I took a deeper look into the SEC filings and compiled this complex timeline:

  • January 26 - CFO and CEO enter into 10b5-1 trading plans.
  • February 27 - they dump a bunch of shares. (CEO sauce, CFO sauce)
  • March 10 - the bank is pronounced dead.

If that ain't insider trading, I don't know what is.

So... pre-scheduled isn't really that pre-scheduled?

Uh, yeah, so here's the thing. The law Investopedia says:

Rule 10b5-1 permits major holders to sell a predetermined number of shares at a predetermined time.

A predetermined time.

PRE. DETERMINED. TIME.

One would THINK that means it has to be at some point in the not-so-imminent future, no?

Yeah, nah.

As I have discovered, there were no laws around how far in advance that had to be. Legally, theoretically, you could enter a 10b5-1 plan for the next day if you really wanted to. It would be called ✨ predetermined ✨.

In practice, many issuers imposed their own 30-day minimum waiting periods.

And guess how long it was between Silicon Valley Banks CEO and CFO entering their 10b5-1 trading plans and selling their stock? 30 days.

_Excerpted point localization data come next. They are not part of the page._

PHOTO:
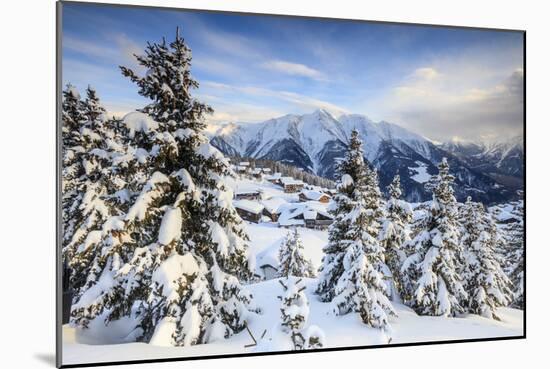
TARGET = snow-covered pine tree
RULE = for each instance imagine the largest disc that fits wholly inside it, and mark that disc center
(515, 253)
(431, 280)
(352, 173)
(72, 120)
(487, 285)
(351, 275)
(394, 234)
(174, 260)
(93, 206)
(292, 261)
(294, 311)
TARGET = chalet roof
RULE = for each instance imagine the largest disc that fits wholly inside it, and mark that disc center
(274, 204)
(309, 211)
(248, 205)
(286, 181)
(274, 176)
(313, 195)
(247, 192)
(269, 256)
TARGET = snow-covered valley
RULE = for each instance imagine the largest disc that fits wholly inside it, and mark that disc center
(102, 343)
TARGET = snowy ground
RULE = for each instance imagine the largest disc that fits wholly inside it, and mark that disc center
(339, 331)
(101, 344)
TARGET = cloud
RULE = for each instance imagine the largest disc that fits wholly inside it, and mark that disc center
(437, 108)
(299, 102)
(294, 69)
(426, 73)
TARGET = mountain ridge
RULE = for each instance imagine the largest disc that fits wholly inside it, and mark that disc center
(315, 141)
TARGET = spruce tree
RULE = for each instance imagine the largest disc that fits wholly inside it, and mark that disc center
(352, 172)
(292, 261)
(93, 206)
(294, 312)
(432, 282)
(72, 120)
(351, 273)
(175, 259)
(394, 234)
(514, 253)
(487, 285)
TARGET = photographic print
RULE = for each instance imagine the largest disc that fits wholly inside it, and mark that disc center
(239, 184)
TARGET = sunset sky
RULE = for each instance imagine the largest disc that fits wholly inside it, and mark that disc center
(439, 82)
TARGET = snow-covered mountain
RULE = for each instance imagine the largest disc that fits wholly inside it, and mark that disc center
(315, 142)
(502, 159)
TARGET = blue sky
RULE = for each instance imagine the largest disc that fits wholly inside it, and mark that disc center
(439, 82)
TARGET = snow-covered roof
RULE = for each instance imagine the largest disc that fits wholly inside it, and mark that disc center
(247, 192)
(290, 222)
(274, 176)
(310, 214)
(313, 195)
(274, 204)
(248, 205)
(269, 256)
(290, 181)
(308, 210)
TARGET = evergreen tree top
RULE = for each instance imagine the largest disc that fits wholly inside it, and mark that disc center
(394, 189)
(168, 83)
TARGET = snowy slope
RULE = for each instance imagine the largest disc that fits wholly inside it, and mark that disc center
(502, 157)
(101, 343)
(315, 142)
(340, 331)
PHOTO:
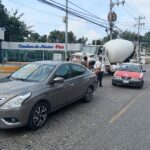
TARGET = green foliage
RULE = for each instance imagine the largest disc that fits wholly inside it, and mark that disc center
(3, 15)
(16, 30)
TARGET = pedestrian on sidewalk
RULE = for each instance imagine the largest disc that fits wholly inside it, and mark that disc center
(85, 61)
(99, 70)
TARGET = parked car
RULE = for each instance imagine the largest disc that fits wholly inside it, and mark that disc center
(39, 88)
(131, 74)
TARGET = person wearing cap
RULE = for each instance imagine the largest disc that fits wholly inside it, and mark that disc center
(100, 69)
(85, 61)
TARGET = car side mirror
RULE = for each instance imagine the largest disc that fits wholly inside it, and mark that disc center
(144, 71)
(57, 80)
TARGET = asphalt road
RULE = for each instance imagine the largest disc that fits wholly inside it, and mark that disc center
(117, 119)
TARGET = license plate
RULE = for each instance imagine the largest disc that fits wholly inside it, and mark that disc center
(125, 81)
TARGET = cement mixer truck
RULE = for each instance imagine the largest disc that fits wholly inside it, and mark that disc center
(113, 53)
(117, 51)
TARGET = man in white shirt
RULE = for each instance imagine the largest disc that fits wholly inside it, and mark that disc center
(99, 65)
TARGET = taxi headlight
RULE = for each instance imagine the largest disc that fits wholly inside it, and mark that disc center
(117, 77)
(135, 79)
(15, 102)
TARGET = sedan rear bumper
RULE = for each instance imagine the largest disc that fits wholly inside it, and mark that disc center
(128, 83)
(13, 118)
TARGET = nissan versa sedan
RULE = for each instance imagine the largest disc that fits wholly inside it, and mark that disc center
(131, 74)
(39, 88)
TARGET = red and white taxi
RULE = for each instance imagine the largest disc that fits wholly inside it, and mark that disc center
(131, 74)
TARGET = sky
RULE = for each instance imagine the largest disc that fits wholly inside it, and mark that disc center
(45, 19)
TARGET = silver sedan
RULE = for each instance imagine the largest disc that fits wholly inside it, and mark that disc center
(39, 88)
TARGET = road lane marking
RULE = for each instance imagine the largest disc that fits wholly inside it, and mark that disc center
(124, 109)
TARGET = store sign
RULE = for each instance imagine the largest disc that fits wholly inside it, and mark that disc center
(40, 46)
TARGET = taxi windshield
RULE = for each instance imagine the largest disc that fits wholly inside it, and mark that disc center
(33, 72)
(131, 68)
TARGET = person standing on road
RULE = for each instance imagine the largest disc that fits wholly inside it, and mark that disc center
(99, 70)
(85, 61)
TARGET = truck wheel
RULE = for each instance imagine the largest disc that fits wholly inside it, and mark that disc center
(38, 115)
(89, 95)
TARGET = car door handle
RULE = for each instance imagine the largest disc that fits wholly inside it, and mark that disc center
(71, 84)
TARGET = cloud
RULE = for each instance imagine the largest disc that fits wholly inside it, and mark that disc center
(91, 35)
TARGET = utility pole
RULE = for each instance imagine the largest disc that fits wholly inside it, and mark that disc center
(112, 16)
(66, 31)
(139, 24)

So I guess their issuer had that 30-day period imposed.

Wait really? Surely the law is not that rubbish?

Okay, I lied. Kind of.

The good news is there is a mandatory waiting period between setting up a trading plan and selling stocks.

That is to say, there's a mandatory waiting period now. It came into effect on Feb 27, 2023, which happened to be after the Silicon Valley Bank execs sold their shares.

There's a period of 90 days imposed by law now. More nuance here.

Will they get done for insider trading?

I don't know.

Should they? I don't know.

They must've known the bank was in pretty deep trouble. But it's not insider trading if the public knows that too, and maybe the public knew that too.

What I care about is getting more knowledge about how players in the market act. More knowledge about how the world works == more trading knowledge.